Apa yang akan terjadi selanjutnya?
“Mungkin akan memakan waktu lama untuk mencapai kesepakatan rinci, jika memang mungkin,” catat Fortunato.
Pada tahun 2018, AS mundur dari potensi kesepakatan perdagangan setelah berbicara dengan Beijing. 18 bulan berikutnya melihat pertukaran tarif sebelum kesepakatan Fase Satu ditandatangani pada Januari 2020.
Namun, China tidak memenuhi semua persyaratan kesepakatan pembelian itu. Mereka kurang sekitar 43 persen dari $200 miliar barang yang mereka setuju untuk dibeli dari AS pada tahun 2021.
Kemudian, defisit perdagangan AS dengan China melonjak selama pandemi COVID-19, membuka jalan untuk perang dagang saat ini.
Minggu ini, Bessent sekali lagi mengisyaratkan bahwa Washington mungkin sedang mencari jenis “kesepakatan pembelian” yang dicirikan oleh kesepakatan Fase Satu.
“AS telah mengeluarkan suara bahwa mereka mungkin akan mencari kesepakatan pembelian lebih banyak. Namun, ekonomi Amerika mengalami kerugian terakhir kali dari pengaturan serupa,” kata Fortunato.
Selama perang dagang pertama Trump dengan China, Dewan Bisnis AS-China memperkirakan bahwa 245.000 pekerjaan AS hilang.

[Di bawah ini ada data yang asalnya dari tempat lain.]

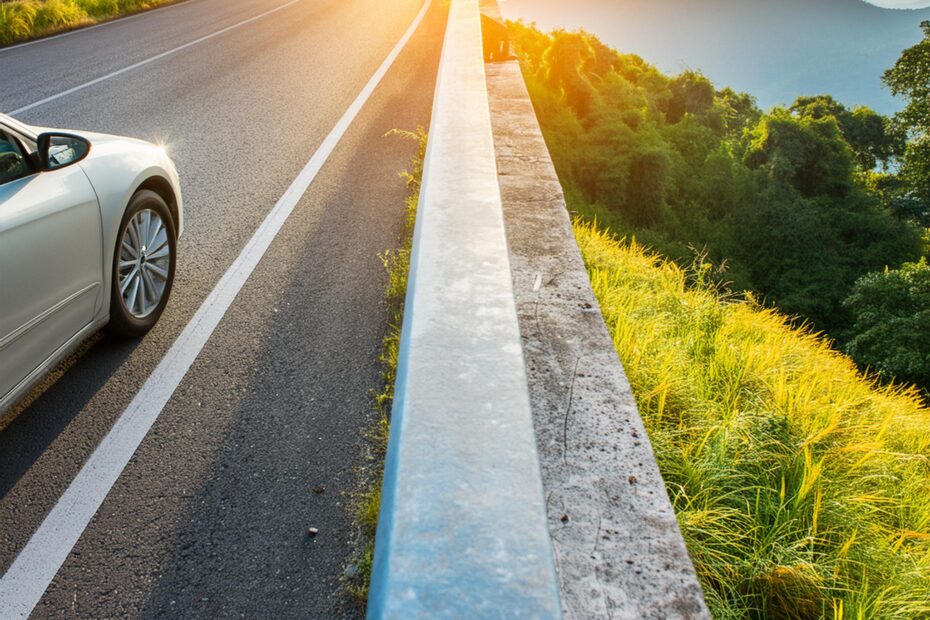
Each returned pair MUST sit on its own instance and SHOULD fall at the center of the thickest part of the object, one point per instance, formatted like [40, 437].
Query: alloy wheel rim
[144, 263]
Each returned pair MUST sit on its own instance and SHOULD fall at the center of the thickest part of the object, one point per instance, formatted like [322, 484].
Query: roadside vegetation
[800, 480]
[801, 487]
[21, 20]
[806, 206]
[397, 265]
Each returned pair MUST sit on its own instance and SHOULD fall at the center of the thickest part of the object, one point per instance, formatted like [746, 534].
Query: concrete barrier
[462, 530]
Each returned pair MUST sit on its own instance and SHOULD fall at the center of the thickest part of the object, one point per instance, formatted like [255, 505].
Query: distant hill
[774, 49]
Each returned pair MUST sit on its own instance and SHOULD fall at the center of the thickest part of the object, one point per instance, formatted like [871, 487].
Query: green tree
[891, 311]
[871, 136]
[910, 78]
[806, 153]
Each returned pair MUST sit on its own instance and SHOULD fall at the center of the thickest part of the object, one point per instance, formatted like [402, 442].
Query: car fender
[117, 170]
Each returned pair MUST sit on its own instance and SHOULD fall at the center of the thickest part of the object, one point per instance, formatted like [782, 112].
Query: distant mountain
[773, 49]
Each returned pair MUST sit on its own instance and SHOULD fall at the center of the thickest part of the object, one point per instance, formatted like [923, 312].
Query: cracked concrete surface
[619, 552]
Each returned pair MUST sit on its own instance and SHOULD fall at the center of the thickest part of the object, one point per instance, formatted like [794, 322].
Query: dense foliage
[800, 486]
[892, 322]
[798, 203]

Seiring dengan cakupan tarif yang lebih besar saat ini, bahkan setelah pengumuman akhir pekan lalu, wajar untuk mengasumsikan bahwa akan ada lebih banyak pekerjaan yang akan hilang.
Di masa depan, Fortunato curiga AS akan “mendarat pada tingkat tarif rata-rata 15-20 persen, dan bahkan lebih tinggi untuk China. Itu lima kali lebih besar dari yang ada pada Januari… perubahan besar.”